The festival continues Tuesday evening with a reading by Rana Dasgupta. Dasgupta is the author of two books, Tokyo Cancelled (2005), a cycle of folktales about contemporary cities and globalization, narrated by travelers stuck for a night in the airport, and Solo (2009), an epic exploration of science, music, daydreams and failure, set in Bulgaria. Novelist Salman Rushdie has written, “Solo confirms Rana Dasgupta as the most unexpected and original Indian writer of his generation.” Dasgupta, who grew up in Cambridge, England, now lives permanently in Delhi, and is currently working on a nonfiction book about his adopted city. He will read in the McCormack Family Theater, 70 Brown St., at 8 p.m.

Rana Dasgupta:
Rana Dasgupta
The festival’s second day begins with a panel discussion titled “New Indian Writing: The Megalopolis and the Writer,” featuring Dasgupta and Mehta with Ashutosh Varshney, professor of political science, and Meera Viswanathan, associate professor of comparative literature. Their conversation will be moderated by Lina Fruzzetti, professor of anthropology. The discussion begins at 11 a.m. in the McCormack Family Theater.
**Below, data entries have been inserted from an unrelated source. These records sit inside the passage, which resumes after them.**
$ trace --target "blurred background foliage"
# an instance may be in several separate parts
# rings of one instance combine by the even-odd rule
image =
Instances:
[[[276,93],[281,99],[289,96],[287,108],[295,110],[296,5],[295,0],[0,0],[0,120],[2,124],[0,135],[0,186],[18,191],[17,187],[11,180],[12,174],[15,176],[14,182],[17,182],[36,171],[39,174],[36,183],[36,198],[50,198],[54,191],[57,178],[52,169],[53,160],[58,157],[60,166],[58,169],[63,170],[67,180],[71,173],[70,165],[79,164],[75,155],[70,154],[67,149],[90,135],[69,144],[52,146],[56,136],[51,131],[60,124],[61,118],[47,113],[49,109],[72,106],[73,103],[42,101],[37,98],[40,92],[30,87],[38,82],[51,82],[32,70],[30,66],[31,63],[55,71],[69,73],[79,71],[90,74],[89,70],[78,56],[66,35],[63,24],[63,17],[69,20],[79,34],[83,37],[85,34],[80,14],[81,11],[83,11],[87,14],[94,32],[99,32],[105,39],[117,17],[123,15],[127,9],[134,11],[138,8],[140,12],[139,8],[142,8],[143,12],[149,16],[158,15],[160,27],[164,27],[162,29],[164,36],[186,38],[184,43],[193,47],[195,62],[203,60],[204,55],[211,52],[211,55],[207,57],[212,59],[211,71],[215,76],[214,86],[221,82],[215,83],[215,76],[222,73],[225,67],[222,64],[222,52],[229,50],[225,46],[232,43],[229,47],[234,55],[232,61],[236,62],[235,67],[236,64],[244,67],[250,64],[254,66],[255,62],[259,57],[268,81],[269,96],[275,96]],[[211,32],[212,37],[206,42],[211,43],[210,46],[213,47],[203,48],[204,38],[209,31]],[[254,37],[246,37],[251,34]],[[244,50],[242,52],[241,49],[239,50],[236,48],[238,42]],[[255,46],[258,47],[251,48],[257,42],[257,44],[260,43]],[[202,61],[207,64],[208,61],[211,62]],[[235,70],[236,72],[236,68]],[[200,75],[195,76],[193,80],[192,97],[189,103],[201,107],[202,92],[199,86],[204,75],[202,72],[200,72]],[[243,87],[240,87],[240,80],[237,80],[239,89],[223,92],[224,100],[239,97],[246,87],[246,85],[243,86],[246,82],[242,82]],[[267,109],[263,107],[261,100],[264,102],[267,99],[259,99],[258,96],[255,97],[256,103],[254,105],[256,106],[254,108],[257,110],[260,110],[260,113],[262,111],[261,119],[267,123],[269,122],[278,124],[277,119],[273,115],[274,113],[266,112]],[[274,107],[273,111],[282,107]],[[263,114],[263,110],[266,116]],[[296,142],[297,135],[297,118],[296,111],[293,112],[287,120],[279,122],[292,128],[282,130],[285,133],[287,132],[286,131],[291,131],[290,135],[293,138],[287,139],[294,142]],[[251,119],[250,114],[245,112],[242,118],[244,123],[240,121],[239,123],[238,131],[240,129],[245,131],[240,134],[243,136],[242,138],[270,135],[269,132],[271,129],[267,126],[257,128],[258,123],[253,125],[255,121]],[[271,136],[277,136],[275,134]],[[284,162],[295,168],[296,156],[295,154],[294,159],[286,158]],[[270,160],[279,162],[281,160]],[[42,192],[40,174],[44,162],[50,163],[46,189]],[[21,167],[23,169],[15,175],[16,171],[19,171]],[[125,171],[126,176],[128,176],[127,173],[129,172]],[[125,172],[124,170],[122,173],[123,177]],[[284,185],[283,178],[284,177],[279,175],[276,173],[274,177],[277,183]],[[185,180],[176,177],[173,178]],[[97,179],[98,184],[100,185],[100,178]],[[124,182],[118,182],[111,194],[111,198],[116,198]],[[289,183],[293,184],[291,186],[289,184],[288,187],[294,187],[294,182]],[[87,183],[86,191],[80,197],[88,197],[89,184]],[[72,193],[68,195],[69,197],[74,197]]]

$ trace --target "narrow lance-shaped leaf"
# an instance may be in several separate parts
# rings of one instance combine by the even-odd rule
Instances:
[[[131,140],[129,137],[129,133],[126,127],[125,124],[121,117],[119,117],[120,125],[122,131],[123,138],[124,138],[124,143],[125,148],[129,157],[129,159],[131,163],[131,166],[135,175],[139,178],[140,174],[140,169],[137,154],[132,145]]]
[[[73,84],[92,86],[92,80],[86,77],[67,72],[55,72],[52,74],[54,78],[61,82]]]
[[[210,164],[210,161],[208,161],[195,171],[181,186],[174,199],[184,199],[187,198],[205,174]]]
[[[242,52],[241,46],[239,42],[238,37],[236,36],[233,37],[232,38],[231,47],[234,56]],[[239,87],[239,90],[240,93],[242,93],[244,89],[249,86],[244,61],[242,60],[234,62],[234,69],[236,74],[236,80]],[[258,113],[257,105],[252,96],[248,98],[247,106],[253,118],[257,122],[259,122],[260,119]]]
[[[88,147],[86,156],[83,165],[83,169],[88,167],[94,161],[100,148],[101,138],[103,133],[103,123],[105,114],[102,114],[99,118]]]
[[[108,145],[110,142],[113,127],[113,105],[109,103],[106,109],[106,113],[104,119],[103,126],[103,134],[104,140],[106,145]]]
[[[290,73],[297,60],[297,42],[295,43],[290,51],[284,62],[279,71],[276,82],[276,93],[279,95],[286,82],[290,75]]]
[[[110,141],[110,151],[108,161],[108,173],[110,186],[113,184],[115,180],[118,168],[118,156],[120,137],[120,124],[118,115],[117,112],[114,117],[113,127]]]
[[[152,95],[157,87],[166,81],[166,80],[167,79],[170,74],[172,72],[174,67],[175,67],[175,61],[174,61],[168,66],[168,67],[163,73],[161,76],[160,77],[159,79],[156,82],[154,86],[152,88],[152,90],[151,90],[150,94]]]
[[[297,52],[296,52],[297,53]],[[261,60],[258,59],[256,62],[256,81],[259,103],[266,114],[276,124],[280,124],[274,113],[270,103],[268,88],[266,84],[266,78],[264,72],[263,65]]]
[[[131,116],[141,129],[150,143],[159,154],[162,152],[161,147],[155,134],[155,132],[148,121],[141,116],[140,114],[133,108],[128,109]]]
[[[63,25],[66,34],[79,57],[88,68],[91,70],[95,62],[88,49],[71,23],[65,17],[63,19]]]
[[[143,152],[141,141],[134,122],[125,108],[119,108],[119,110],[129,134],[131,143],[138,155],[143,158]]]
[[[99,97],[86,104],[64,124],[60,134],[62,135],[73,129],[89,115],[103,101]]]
The final festival event will be a reading by Mehta, a New York-based nonfiction writer and journalist. He is the author of Maximum City: Bombay Lost and Found, and winner of the Kiriyama Prize and the Hutch Crossword Award. His work has appeared in the New York Times Magazine, National Geographic, Granta, Harpers Magazine, Time, and Conde Nast Traveler, and has been featured on NPR’s Fresh Air. He is the recipient of the Whiting Award, the O. Henry Prize, and a New York Foundation for the Arts fellowship. His current work is a nonfiction book about immigrants in contemporary New York, for which he was awarded a 2007 Guggenheim fellowship. Mehta is also an associate professor of journalism at New York University. His reading begins at 8 p.m. in the McCormack Family Theater.

Suketu Mehta:
Suketu Mehta

“New Indian Writing: The Rising Generation” is presented by Brown’s Program in Literary Arts, the International Writers Project, and The Year of India initiative, a series of events to advance understanding of India’s people, culture, economy, and politics, and their growing impact around the world.